Despite being the owner of the intimidatingly titled professional organizer/coaching business The Perfect Daughter, Sullivan is exceedingly nonjudgemental and concentrates her advice on making homes livable, rather than immaculate. Indeed, Organized Enough hangs on the principle of FLOW:
- Forgive yourself. “Having a disorganized home does not mean you’re sick or dysfunctional,” Sullivan assures readers.
- Let stuff go. She suggests beginning with with the easy stuff (which is why I’m headed to the closet and not those unpacked boxes in the basement) that will make the greatest visual impact.
- Organize what’s left. Don’t head to the Container Store until you’ve accomplished the above steps! You have to take stock before you know what you need.
- Weed constantly (addressed above).
So keep this one in your back pocket for clients, but I’d also suggest real estate pros read this book on their own. The chapter on seeing one’s home as a stranger is particularly helpful for industry insiders such as yourselves. Sullivan also includes tips to motivate specific types of people (photo journaling or Pinterest boards for the visual learners, using a notebook to craft a narrative of change for the storytellers, questions to ask for those who prefer to talk it out interpersonally, etc.).
Here are three ideas from Organized Enough you can use to help your sellers who need some organizational assistance.
- Ask sellers to take you on a tour, pointing out where they see systems as working and where they aren’t. Meanwhile, take note of places where random things are being squirreled away, spaces aren’t being used to their full potential, or where dust might be gathering. These are spots that can easily be targeted first. Sullivan also suggests looking at spaces through mirrors and photography to help bring a fresh perspective.
- Connect clients with practical solutions for letting go. Put together a handout or resource page on your website that includes contact information, drop-off times, and details about what kinds of donations different charities in your area will accept. Some may even offer free curbside pick-up. Gather a list of links to local groups where neighbors give away or sell used goods (Nextdoor, Freecycle, Facebook parent groups, etc.). Also, find out what the rules are in your area for how to dispose of certain items such as electronics or paint.
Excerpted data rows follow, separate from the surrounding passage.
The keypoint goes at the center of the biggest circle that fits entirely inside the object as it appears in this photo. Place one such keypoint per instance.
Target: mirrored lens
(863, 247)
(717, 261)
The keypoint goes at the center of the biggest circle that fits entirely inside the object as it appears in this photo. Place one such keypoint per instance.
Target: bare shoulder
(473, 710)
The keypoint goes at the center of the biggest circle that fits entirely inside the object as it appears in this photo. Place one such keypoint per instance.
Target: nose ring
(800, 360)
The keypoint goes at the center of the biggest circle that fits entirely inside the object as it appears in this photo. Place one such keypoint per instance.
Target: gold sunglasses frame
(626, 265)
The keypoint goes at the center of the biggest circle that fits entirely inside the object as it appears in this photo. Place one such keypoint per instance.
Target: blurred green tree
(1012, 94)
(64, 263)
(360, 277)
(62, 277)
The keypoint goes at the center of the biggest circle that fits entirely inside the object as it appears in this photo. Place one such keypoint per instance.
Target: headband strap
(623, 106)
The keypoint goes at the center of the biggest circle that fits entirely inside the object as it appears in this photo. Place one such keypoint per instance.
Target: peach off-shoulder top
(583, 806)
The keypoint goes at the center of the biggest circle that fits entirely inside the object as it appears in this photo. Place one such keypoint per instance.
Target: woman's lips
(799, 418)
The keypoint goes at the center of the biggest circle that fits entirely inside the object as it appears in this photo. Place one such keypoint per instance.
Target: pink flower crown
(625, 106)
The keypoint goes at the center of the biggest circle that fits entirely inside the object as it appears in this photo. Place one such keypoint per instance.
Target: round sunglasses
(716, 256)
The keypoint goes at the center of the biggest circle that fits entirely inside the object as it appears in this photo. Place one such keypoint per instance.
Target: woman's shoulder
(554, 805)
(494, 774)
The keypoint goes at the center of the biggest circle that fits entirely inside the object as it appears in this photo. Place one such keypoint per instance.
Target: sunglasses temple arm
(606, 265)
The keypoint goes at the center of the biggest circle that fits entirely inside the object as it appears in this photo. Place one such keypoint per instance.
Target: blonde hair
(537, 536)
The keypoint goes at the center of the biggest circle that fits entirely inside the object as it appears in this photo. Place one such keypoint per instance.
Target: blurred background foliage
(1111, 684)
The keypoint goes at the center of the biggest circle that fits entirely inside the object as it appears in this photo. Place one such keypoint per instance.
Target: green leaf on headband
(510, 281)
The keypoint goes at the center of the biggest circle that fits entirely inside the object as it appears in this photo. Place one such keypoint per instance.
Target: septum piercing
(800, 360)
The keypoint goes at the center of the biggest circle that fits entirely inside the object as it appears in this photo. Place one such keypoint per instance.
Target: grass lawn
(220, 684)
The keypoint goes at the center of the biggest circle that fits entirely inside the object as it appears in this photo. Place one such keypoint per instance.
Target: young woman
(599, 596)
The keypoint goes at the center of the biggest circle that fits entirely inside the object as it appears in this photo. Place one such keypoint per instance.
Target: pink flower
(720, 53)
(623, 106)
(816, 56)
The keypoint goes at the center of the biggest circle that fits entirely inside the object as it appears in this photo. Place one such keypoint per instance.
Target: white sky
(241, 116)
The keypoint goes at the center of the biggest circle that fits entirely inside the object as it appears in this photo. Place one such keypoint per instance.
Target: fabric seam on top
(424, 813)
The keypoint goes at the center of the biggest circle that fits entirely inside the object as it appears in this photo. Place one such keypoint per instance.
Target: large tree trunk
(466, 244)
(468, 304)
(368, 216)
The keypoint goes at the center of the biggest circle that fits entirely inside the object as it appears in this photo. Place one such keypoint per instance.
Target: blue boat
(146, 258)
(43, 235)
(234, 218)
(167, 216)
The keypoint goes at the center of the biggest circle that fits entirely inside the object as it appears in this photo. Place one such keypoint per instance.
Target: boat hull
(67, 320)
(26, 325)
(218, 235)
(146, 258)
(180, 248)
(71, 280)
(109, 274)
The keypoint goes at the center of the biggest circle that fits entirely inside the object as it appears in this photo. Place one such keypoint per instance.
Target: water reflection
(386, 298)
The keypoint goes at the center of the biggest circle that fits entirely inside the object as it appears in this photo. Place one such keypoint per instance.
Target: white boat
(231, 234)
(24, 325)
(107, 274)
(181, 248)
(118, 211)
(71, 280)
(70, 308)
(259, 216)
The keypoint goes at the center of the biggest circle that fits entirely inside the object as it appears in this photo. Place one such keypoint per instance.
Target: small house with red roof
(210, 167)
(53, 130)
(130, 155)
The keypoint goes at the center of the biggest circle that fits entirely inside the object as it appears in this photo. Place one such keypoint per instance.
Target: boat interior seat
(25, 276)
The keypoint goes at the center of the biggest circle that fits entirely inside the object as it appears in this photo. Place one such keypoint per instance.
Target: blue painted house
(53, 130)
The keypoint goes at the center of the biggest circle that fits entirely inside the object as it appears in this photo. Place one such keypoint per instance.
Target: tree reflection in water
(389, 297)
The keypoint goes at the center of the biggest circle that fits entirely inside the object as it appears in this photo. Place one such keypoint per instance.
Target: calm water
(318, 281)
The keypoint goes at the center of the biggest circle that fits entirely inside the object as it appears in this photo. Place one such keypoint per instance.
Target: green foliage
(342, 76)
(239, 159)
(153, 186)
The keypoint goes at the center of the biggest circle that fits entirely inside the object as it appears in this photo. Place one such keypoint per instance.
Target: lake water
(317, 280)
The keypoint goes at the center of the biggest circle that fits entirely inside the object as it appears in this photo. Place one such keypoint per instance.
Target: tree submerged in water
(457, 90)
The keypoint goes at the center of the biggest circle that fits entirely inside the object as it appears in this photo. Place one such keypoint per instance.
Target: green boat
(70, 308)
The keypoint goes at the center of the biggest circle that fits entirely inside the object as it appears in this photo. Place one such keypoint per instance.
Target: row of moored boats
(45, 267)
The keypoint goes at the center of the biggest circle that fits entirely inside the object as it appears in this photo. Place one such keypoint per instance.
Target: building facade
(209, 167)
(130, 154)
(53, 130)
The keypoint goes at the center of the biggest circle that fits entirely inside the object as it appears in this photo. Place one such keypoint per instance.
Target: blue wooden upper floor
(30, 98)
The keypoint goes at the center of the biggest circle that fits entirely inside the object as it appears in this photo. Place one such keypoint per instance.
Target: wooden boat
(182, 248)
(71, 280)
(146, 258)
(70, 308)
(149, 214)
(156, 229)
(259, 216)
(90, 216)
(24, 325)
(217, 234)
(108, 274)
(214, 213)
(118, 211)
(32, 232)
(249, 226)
- Help them recognize the source of their clutter. Sullivan notes that most overstuffed homes can be traced back to fear. She goes over the different anxieties that feed into this in detail, which can be very helpful to getting to the root of the problem and closer to a lasting solution. In fact, some your clients might be highly organized people who let the ideal of perfection become the enemy of “good enough.”